Arquejam peitos e frontes...
Nos labios dos horizontes
Ha um riso de luz... E’ Deus.
A’s vezes quebra o silencio
Ronco estridulo feroz.
Será o rugir das mattas,
Ou da plebe a immensa voz?...
Treme a terra hirta e sombria...
São as vascas da agonia
Da liberdade no chão?...
Ou do povo o braço ousado
Que, sob montes calcado
Abala-os como um Titão?!...
Ante esse escuro problema
Ha muito ironico rir.
P’ra nós o vento da esp’rança
Traz o polen do porvir.
E emquanto o scepticismo
Mergulha os olhos do abysmo,
Que a seus pés raivando tem,
Rasga o moço os nevoeiros,
P’ra dos morros altaneiros
Ver o sol que irrompe além.
Toda noite — tem auroras,
Raios — toda a escuridão.
Moços, creiamos, não tarda
A aurora da redempção.
Gemer — é esperar um canto...
Chorar — aguardar que o pranto
Faça-se estrella nos céus.
O mundo é o nauta nas vagas..
Terá do oceano as plagas
Se existem justiça e Deus.
Emtanto inda ha muita noite
No mappa da creação.
Sangra o abutre dos tyranos
Muito cadaver — nação.
Desce a Polonia esvaida,
Captaletica, adormida,
A’ tumba do Sobieski;
Inda em sonhos busca a espada..
Os reis passam sem ver nada..
E o Czar olha e sorri...
Roma inda tem sobre o peito
O pesadelo dos reis;
A Grecia espera chorando
Canaris, Byron talvez!
Napoleão amordaça
A boca da populaça
E olha Jersey com terror,
Como o filho de Sorrento,
Treme ao fitar um momento
O Vesuvio aterrador.
A Hungria é como um cadaver
Ao relento exposto nu;
Nem sequer a abriga a sombra
Do foragido Kossúth.
Aqui — o Mexico ardente,
— Vasto filho independente
Da liberdade e do sol —
Jaz por terra... e lá soluça
Juarez, que se debruça
E diz-lhe: “Espera o arrebol!”
O quadro é negro.
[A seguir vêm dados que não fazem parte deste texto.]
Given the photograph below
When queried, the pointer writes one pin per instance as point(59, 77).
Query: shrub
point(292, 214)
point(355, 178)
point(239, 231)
Que os fracos
Recuem cheios de horror.
A nós, herdeiros dos Gracchos,
Traz a desgraça valor!
Lutai... Ha uma lei sublime
Que diz: “á sombra do crime
Ha de a vingança marchar”
Não ouvis do Norte um grito,
Que bate aos pés do infinito,
Que vai Franklin despertar?
E’ o grito dos Cruzados
Que brada aos moços “de pé!”
E’ o sol das liberdades
Que espera por Josué.
São bocas de mil escravos
Que transformaram-se em bravos
Ao cinzel da abolição.
E’ — á voz dos libertadores
Reptis, que saltam condores,
A topetar n’amplidão!...
E vós, arcas do futuro,
Crysalidas do porvir,
Quando vosso braço ousado
Legislações construir,
Levantai um templo novo,
Porém não que esmague o povo,
Mas lhe seja o pedestal.
Que ao menino dê-se a escola,
Ao veterano — uma esmola...
A todos — luz e fanal.
Luz!... sim; que a criança é uma ave,
Cujo porvir tendes vós;
No sol é uma aguia arrojada,
Na sombra — um mocho feroz.
Libertai tribunas, prélos...
São fracos, mesquinhos élos..
Não calqueis o povo-rei!
Que este mar d’almas e peitos,
Com as vagas de seus direitos,
Virá partir-vos a lei.
Quebre-se o sceptro do Papa,
Faça-se delle uma cruz,
A purpura sirva ao povo
P’ra cobrir os hombros nús.
Ao grito do Niagara
Sem escravos, Guanabara
Se eleve ao fulgor dos sóes.
Banhem-se em luz os prostibulos,
E das lascas dos patibulos
Erga-se estatua aos heróes!
Basta!... Eu sei que a mocidade
E’ o Moysés no Sinai;
Das mãos do Eterno recebe
As taboas da lei! marchai!
Quem cahe na luta com gloria,
Tomba nos braços da historia,
No coração do Brasil!
Moços, do topo dos Andes,
Pyramides vastas, grandes,
Vos contemplam seculos mil!
Pernambuco, Agosto de 1865.
Cf. com um manuscripto de Augusto Alvares Guimarães em livro de versos do Poeta, cm. por D. Adelaide de Castro Alves Guimarães, e outro, de Antonio Alves Carvalhal, também em livro de versos de Castro Alves, cm. por D. Elisa de Castro Alves Guimarães.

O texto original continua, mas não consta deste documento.